Canadian Inflation: Not good at 3.2%

So the data is in, and headline CPI inflation is not good at all, in fact even the Core CPI is higher -- below the 2% threshold but at 1.9% (1.5% last month) this is at the upper limit (I would say a little beyond) what the Bank of Canada wants (in fact the BoC has a 1% -- 3% target CPI band).  

Headline inflation has been (two months running) above the target set by the BoC some years ago, bottom line energy prices are much higher than they were a year ago (14%), but so is everything else.  Canada's reality is that, very much like the U.S., it is a service economy, a labor is much tighter in Canada -- strike threats are in the air all the time (in the case of Air Canada literally) because the labor market -- while not drum tight -- is still getting tighter.  Just an FYI gasoline prices in September 2011 were 22% higher than a year earlier.  No graph today, they are meaningless -- prices are rising and the BoC's hands are tied.  Only actor that has some room to maneuver is fiscal policy... no news on that front. 

The impact is now being felt (surprise, surprise) in the interest rate futures market, that had for serveral weeks now been implying the risk of cuts in the BoC directors rates, that has now ebbed to a point where the futures are essentially flat -- there is no pressure (there never was much) for interest rates to fall, nor is there for interest rate to rise -- exogenous events (Europe, America and China) guide Canada's monetary policy right now.
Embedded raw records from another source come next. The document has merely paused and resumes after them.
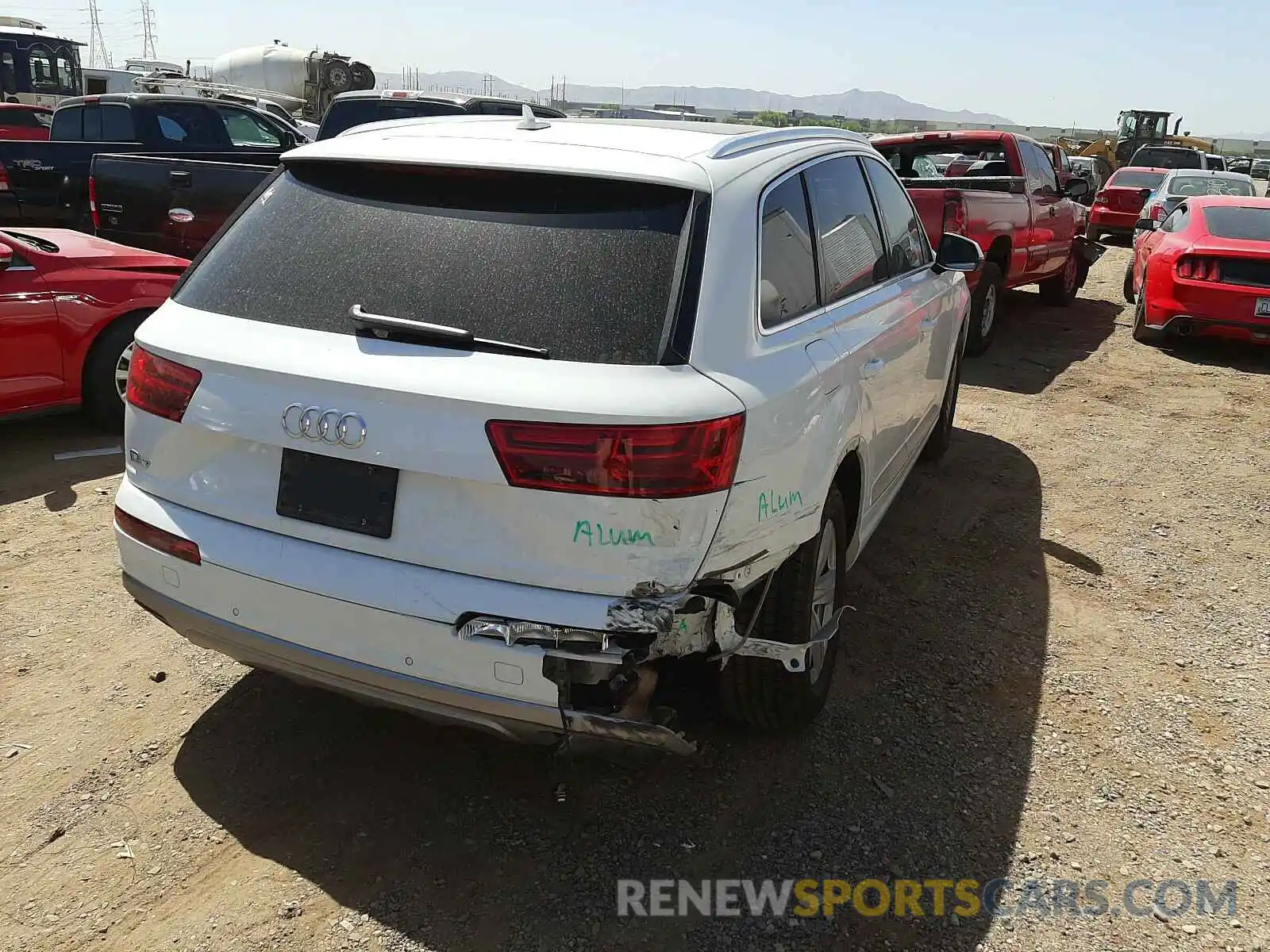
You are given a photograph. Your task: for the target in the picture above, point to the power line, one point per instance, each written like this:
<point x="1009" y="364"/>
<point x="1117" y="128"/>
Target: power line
<point x="148" y="25"/>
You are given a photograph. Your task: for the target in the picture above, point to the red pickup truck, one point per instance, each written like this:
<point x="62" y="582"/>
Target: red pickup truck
<point x="1003" y="192"/>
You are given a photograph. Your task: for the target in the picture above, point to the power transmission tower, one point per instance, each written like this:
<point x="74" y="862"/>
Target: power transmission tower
<point x="148" y="25"/>
<point x="97" y="51"/>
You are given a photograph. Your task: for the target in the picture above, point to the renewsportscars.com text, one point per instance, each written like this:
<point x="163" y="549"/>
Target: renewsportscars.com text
<point x="924" y="898"/>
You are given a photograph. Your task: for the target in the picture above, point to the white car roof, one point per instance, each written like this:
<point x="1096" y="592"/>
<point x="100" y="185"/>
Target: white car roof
<point x="698" y="155"/>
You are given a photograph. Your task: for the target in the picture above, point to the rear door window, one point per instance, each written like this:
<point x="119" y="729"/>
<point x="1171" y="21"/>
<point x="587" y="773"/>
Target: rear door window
<point x="850" y="239"/>
<point x="359" y="112"/>
<point x="190" y="125"/>
<point x="117" y="125"/>
<point x="787" y="282"/>
<point x="907" y="248"/>
<point x="582" y="267"/>
<point x="67" y="125"/>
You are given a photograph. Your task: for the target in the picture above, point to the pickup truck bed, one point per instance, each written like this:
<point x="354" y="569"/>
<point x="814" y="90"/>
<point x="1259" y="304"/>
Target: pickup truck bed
<point x="173" y="205"/>
<point x="1030" y="230"/>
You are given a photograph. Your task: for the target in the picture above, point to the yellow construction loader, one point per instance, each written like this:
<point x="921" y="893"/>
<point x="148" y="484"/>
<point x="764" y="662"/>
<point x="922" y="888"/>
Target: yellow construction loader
<point x="1137" y="129"/>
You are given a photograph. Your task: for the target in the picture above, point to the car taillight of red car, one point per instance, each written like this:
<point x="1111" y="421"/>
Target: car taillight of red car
<point x="1193" y="268"/>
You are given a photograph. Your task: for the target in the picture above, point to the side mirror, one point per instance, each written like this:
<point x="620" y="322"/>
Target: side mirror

Speaking of which, the Europeans seem to be doing their best efforts tor educe expectation of the weekend summit.  Frankly, since their failure spans nearly two years now, it is hardly surprising.  Merkel needs to decide if she is ready to leave the political scene -- because that would be the impact in agreeing to the "enlarged" EFTF program (whatever form it eventually takes).  Worse for Merkel and Sarkosy is whatever political chip they pay to get this deal done, the reality is that all the projects being "announced" fail in their intent.  This crisis (with Greece being its current center point) is not a liquidity crisis (all the EFTF programs talk about liquidity) it is a solvency crisis.  Greece could deflate its way to competitive pricing, but the pain (and time frame) are unacceptable to the population (they will get replace the current government with one that promise the end of pain!  I'm not making an analogy here in the type of regime that will result in Greece, but that is exactly how Hitler came to power -- he promissed "to end the pain of reparation").